小弟急喘,“我是说……香江最近太乱,不如出去散散心?”
“散心?”
普光歪头,嘴角一扯,“去哪?”
“内地!”
小弟脱口而出,“那边还有咱们的老关系,你跟几个老板也熟。”
“嗯。”
普光松手,拍拍他肩膀:“香江现在是没得玩了,走,去内地转转。”
他早腻了东躲西藏的日子。
不想走,是一回事;
被手下当面点破,又是另一回事。
他普光,面子不能丢。
跑路?不行。
旅游,可以。
“那……我马上去安排!”
小弟转身就往舱口奔。
“快点。
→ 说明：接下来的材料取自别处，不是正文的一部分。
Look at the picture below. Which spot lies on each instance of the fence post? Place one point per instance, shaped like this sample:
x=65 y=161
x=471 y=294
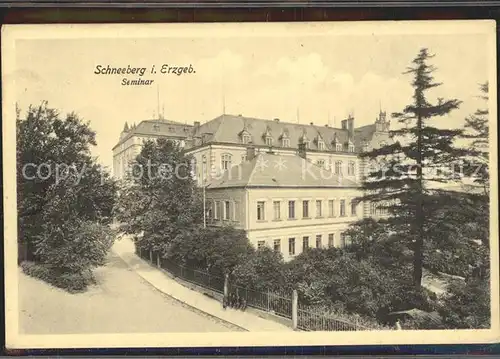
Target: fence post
x=295 y=300
x=226 y=285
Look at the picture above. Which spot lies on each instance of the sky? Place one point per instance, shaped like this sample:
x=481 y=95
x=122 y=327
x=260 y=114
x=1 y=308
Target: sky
x=318 y=77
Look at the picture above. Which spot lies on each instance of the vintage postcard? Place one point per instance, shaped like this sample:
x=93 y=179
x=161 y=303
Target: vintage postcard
x=194 y=185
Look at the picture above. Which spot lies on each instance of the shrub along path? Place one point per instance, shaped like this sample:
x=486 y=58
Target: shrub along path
x=122 y=302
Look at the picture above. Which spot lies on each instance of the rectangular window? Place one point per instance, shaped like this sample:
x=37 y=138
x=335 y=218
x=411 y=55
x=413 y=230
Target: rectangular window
x=236 y=208
x=227 y=211
x=353 y=208
x=226 y=161
x=331 y=208
x=342 y=208
x=318 y=241
x=305 y=243
x=331 y=240
x=277 y=245
x=319 y=208
x=338 y=167
x=276 y=208
x=305 y=209
x=291 y=246
x=216 y=210
x=291 y=209
x=260 y=211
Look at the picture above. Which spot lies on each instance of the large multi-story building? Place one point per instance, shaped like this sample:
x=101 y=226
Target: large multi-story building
x=132 y=138
x=289 y=186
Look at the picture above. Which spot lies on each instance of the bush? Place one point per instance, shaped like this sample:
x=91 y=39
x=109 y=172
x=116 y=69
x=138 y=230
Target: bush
x=71 y=282
x=467 y=304
x=262 y=271
x=74 y=247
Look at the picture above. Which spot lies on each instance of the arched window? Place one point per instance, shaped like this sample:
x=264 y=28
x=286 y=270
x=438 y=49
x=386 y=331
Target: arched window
x=351 y=169
x=226 y=161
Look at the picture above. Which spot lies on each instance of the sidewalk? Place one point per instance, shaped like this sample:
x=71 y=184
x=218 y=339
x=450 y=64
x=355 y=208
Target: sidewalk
x=124 y=248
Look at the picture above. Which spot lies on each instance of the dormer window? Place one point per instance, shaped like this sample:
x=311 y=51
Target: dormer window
x=350 y=146
x=226 y=161
x=304 y=140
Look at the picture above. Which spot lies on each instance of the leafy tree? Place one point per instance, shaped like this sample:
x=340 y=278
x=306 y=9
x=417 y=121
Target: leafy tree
x=65 y=198
x=216 y=249
x=413 y=161
x=160 y=198
x=467 y=305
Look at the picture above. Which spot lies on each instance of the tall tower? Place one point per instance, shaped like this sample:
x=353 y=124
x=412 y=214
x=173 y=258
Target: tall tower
x=381 y=123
”普光挥挥手。
当夜,一条货船悄然离岸,朝内海方向驶去。
甲板上只有几个黑影,没亮灯,也没人说话。
次日清晨,香江警署。
“跑了?”
方洁霞盯着传真纸,眉头拧成结。
“刚收到的消息。”
周慧儿苦笑,“今早确认的,应该是偷渡走的。”
“他们到底在干什么?”
方洁霞脸色沉得厉害:“人刚露点影子,转头就没了?这都拖多久了?”
“上头问起来,我怎么回?市民问起来,我又怎么答?”
周慧儿垂着眼,没应声。
人早没了踪影,她还能怎么拦?
香江上千个差人满街撒网都没摁住,她一个坐办公室的,总不能跳进录像带里去抓人。
“行了,我清楚。”
方洁霞抬手一挥,语气压下来:“案子转给特别罪案科,o记那边也打个招呼……盯紧那伙人,有风吹草动,立刻报上来。”
“是。”
周慧儿应完转身就走。这时候多留一秒,都是往火口上撞。
“等下。”
方洁霞忽然又叫住她,“那几家社团,最近动静如何?有没有乱?”
“暂时都稳着。”
周慧儿略顿了顿,“合联胜在办新一届话事人推选,上下都在忙这个。”
“智字堆没声没响,连个探风的都没见。”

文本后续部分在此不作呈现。